ChemCLIP: Bridging Organic and Inorganic Anticancer Compounds Through Contrastive Learning

The discovery of anticancer therapeutics has traditionally treated organic small molecules and metal-based coordination complexes as separate chemical domains, limiting knowledge transfer despite their shared biological objectives. This disparity is particularly pronounced in available data, with extensive screening databases for organic compounds compared to only a few thousand characterized metal complexes. Here, we introduce ChemCLIP, a dual-encoder contrastive learning framework that bridges this organic-inorganic divide by learning unified representations based on shared anticancer activities rather than structural similarity. We compiled complementary datasets comprising 44,854 unique organic compounds and 5,164 unique metal complexes, standardized across 60 cancer cell lines. By training parallel encoders with activity-aware hard negative mining, we mapped structurally distinct compounds into a shared 256-dimensional embedding space where biologically similar compounds cluster together regardless of chemical class. We systematically evaluated four molecular encoding strategies: Morgan fingerprints, ChemBERTa, MolFormer, and Chemprop, through quantitative alignment metrics, embedding visualizations, and downstream classification tasks. Morgan fingerprints achieved superior performance with an average alignment ratio of 0.899 and downstream classification AUCs of 0.859 (inorganic) and 0.817 (organic). This work establishes contrastive learning as an effective strategy for unifying disparate chemical domains and provides empirical guidance for encoder selection in multi-modal chemistry applications, with implications extending beyond anticancer drug discovery to any scenario requiring cross-domain chemical knowledge transfer.

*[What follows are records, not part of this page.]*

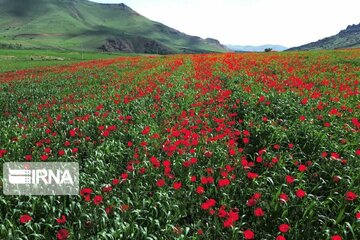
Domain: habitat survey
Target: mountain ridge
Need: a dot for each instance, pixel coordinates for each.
(258, 48)
(82, 24)
(346, 38)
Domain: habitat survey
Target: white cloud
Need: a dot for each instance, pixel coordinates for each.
(253, 22)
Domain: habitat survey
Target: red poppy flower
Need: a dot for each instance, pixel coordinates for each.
(258, 212)
(200, 190)
(224, 182)
(336, 237)
(284, 228)
(62, 234)
(350, 196)
(208, 204)
(248, 234)
(252, 175)
(61, 220)
(300, 193)
(146, 130)
(177, 185)
(289, 179)
(160, 182)
(25, 218)
(283, 197)
(98, 199)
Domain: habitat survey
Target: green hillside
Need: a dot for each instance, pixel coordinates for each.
(80, 24)
(347, 38)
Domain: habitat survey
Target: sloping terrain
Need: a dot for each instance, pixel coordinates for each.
(80, 24)
(347, 38)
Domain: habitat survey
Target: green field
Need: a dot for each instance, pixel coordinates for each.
(81, 24)
(11, 60)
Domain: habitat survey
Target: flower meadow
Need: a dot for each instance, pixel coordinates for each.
(204, 146)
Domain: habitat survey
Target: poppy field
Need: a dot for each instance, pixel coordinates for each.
(203, 146)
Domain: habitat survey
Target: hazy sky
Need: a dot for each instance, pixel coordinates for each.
(252, 22)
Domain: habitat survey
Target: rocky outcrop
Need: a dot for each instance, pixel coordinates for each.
(135, 44)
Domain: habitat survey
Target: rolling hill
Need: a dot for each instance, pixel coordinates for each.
(347, 38)
(85, 25)
(261, 48)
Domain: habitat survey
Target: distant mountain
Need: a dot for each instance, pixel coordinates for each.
(348, 38)
(81, 24)
(261, 48)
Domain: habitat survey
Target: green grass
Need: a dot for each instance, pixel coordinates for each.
(11, 60)
(64, 24)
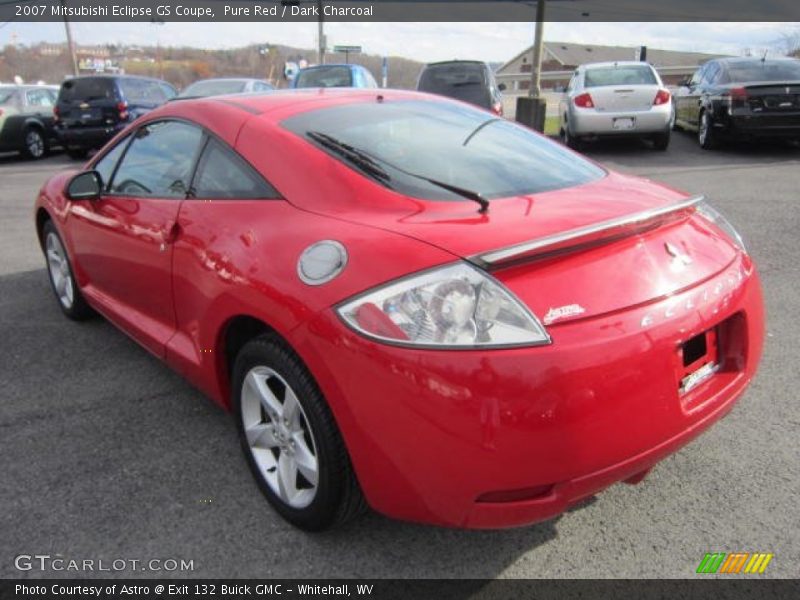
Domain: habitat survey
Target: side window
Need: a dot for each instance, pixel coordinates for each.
(698, 75)
(223, 174)
(40, 98)
(710, 74)
(105, 166)
(159, 161)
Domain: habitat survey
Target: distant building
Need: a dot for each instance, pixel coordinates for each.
(560, 59)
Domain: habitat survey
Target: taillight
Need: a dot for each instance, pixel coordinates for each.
(662, 97)
(584, 100)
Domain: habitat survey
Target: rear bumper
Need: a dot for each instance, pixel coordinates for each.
(767, 126)
(439, 436)
(590, 122)
(87, 138)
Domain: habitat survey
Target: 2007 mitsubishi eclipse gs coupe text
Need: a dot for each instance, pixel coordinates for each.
(407, 302)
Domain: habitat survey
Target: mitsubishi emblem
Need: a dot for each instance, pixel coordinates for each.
(677, 255)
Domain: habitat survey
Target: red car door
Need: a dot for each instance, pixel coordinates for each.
(123, 241)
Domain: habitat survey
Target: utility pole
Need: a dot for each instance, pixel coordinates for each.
(538, 43)
(320, 35)
(70, 45)
(531, 110)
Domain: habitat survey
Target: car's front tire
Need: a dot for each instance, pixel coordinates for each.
(706, 135)
(35, 144)
(61, 275)
(290, 439)
(569, 140)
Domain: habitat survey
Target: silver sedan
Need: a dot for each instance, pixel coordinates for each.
(615, 99)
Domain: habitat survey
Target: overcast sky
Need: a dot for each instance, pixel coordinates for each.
(421, 41)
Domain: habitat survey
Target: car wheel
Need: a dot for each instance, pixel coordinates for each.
(62, 280)
(661, 140)
(706, 136)
(570, 140)
(290, 439)
(35, 144)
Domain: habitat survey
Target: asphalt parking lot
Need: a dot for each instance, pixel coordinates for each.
(105, 453)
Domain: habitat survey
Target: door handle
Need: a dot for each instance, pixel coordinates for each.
(169, 235)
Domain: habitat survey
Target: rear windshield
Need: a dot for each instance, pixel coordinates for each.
(327, 77)
(142, 90)
(623, 75)
(214, 88)
(88, 88)
(465, 82)
(764, 71)
(451, 143)
(6, 95)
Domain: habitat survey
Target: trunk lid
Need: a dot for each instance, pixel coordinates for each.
(637, 266)
(623, 98)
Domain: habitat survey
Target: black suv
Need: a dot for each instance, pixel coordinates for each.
(465, 80)
(92, 110)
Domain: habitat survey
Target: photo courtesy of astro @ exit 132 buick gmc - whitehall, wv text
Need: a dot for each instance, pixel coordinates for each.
(478, 342)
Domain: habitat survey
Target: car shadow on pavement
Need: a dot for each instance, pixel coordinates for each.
(106, 453)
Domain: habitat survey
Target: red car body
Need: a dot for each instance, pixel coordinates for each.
(469, 438)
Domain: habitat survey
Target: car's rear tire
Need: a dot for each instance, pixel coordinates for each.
(35, 144)
(706, 135)
(290, 438)
(61, 275)
(661, 140)
(569, 140)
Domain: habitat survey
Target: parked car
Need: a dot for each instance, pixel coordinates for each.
(91, 110)
(741, 98)
(26, 119)
(334, 76)
(465, 80)
(615, 99)
(364, 284)
(218, 87)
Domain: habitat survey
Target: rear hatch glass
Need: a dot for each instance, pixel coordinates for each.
(462, 81)
(87, 101)
(327, 77)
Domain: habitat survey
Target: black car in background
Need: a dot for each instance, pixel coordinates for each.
(26, 119)
(741, 98)
(466, 80)
(91, 110)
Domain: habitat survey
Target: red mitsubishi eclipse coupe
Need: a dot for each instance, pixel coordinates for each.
(407, 302)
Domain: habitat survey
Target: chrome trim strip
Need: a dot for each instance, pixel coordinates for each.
(541, 244)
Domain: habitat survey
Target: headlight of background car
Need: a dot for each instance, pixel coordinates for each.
(457, 306)
(705, 210)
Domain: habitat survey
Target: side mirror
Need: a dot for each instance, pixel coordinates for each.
(85, 186)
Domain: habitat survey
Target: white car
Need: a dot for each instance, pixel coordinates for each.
(625, 98)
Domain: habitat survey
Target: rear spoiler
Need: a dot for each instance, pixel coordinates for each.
(589, 235)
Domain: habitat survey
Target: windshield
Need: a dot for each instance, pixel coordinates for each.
(87, 88)
(463, 81)
(622, 75)
(325, 77)
(214, 88)
(6, 95)
(764, 71)
(453, 144)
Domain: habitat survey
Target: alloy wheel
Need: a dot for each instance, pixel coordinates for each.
(58, 268)
(279, 437)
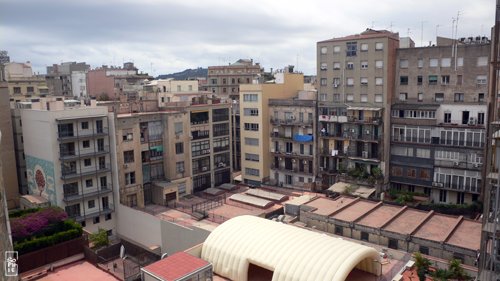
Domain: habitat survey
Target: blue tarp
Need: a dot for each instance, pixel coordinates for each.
(302, 138)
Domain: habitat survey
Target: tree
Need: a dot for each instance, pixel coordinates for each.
(99, 239)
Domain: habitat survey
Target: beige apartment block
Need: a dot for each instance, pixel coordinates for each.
(356, 81)
(292, 145)
(255, 126)
(68, 151)
(7, 151)
(438, 119)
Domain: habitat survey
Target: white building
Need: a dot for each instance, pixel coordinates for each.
(68, 159)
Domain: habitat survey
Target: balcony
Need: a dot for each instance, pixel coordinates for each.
(72, 135)
(72, 197)
(72, 154)
(75, 173)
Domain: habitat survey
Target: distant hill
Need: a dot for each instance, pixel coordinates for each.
(186, 74)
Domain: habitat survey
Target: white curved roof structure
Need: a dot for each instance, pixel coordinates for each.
(292, 253)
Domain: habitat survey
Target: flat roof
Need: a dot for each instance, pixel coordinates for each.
(175, 266)
(379, 216)
(406, 222)
(326, 206)
(462, 235)
(354, 211)
(436, 228)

翻译：抗癌疗法的发现传统上将有机小分子和金属基配位络合物视为独立的化学领域，尽管它们具有共同的生物学目标，但知识迁移受到限制。这种差异在可用数据中尤为突出：有机化合物拥有庞大的筛选数据库，而具有特征的金属络合物仅有数千种。为此，我们提出了ChemCLIP——一种双编码器对比学习框架，通过基于共享抗癌活性而非结构相似性的统一表征学习，弥合了这种有机-无机分野。我们整理了互补数据集，包含44,854种独特有机化合物和5,164种独特金属络合物，并基于60种癌细胞系进行了标准化处理。通过采用活性感知困难负样本挖掘训练并行编码器，我们将结构迥异的化合物映射到共享的256维嵌入空间中，使得化学类别不同但生物学相似的化合物聚集在一起。我们系统评估了四种分子编码策略：Morgan指纹、ChemBERTa、MolFormer和Chemprop，通过定量对齐度量、嵌入可视化及下游分类任务进行了比较。Morgan指纹实现了最优性能，其平均对齐比为0.899，下游分类AUC值分别为0.859（无机）和0.817（有机）。本工作确立了对比学习作为统一不同化学领域的有效策略，并为多模态化学应用中的编码器选择提供了实证指导，其影响可扩展至抗癌药物发现之外的任何需要跨域化学知识迁移的场景。